Wacol è un paesino di duemila anime nella cintura metropolitana di Brisbane, Queensland, Australia. Ha una stazioncina, fino ad oggi relativamente nota perchè dopo la ristrutturazione del 1998 il nuovo edificio fu allietato da vivaci murales raffiguranti animali domestici e selvatici, foreste e terreni agricoli sono state dipinte sulle pareti di edifici piattaforme. Questo in previsione del trasferimento nei pressi del campus della Royal Society for the Prevention of Cruelty to Animals.
Nulla di interessante, insomma, fino a gennaio 2015. La notizia però è di aprile, ed è arrivata ai media italiani solo in questi giorni.

Waco-Trainstation

La radiosa capostazione Kerry Carr

Tutto inizia quando il capostazione Kerry Carr nota un signore che lascia, per due giorni di fila, un libro sulla panchina: non può essere un caso.
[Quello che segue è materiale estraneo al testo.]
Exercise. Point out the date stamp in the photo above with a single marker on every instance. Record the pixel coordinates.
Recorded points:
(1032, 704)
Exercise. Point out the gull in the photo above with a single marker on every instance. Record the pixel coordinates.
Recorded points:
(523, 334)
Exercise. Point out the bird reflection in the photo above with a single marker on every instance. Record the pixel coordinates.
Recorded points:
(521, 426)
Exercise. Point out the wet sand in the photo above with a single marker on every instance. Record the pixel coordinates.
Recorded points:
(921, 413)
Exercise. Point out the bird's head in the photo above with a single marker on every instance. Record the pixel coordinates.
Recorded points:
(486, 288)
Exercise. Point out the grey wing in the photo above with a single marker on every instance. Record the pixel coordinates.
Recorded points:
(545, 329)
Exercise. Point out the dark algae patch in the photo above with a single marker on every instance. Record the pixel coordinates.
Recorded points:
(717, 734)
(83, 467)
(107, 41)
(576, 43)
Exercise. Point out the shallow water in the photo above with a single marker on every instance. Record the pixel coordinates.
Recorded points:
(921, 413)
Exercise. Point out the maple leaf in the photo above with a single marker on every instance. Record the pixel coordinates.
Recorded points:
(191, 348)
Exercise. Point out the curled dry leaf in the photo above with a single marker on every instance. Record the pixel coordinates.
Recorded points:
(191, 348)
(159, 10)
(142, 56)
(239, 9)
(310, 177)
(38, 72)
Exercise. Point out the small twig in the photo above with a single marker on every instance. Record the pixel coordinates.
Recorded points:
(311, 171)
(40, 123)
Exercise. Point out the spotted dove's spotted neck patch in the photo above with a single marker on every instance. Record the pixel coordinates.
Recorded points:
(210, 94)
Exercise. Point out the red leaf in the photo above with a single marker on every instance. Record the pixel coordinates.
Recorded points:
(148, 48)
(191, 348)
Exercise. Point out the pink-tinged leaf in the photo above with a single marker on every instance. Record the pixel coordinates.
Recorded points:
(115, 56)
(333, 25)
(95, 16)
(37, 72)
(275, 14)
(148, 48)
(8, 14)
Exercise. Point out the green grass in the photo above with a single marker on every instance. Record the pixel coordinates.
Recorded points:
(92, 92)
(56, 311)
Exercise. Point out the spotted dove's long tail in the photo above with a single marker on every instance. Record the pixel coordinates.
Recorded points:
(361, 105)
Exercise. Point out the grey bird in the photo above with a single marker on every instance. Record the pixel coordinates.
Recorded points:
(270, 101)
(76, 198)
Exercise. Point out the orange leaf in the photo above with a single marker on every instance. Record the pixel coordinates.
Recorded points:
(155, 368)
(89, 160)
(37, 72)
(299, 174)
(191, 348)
Allora, la mattina dopo, chiede al misterioso signore se potevano mettere a disposizione degli altri viaggiatori quei libri, e lui accetta.
“Oh, sarebbe meraviglioso se avessimo un nostro club del libro” esclama la collega Jodie cinguettando radiosa. Nessuna fonte sostiene quest’ultima fosse radiosa e cinguettasse ma oramai nella mia testa questa storia ha preso un sapore di Old England, e da qualche parte ci sarà anche un the delle cinque.
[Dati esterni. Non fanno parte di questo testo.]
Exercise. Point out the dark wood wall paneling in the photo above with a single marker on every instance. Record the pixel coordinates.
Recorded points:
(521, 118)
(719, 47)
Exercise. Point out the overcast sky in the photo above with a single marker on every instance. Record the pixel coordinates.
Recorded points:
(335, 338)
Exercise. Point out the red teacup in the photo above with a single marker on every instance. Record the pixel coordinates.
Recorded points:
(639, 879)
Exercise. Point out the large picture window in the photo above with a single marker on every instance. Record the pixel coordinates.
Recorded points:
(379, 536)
I primi libri vengono donati dai pendolari e dalle organizzazioni di beneficenza locali (e magari pure dal vicario locale, classica figura da romanzo inglese): in breve si arriva a cento titoli. Il funzionamento è semplice: un cartello dice “Scambiane uno, donane uno”. Il principio del Bookcrossing, insomma.
Ed ora, dice Kerry Carr, ci sono anche delle vecchine che la domenica (dopo la Messa col vicario, immagino) vengono e consigliano i libri da leggere. E forse i pendolari la mattina si scambiano commenti sui libri.
Miss Carr è una capostazione contenta adesso perchè, dice, questo piccolo esperimento ha rinforzato il senso di comunità di Waco.
Una bellissima storia, non trovate anche voi?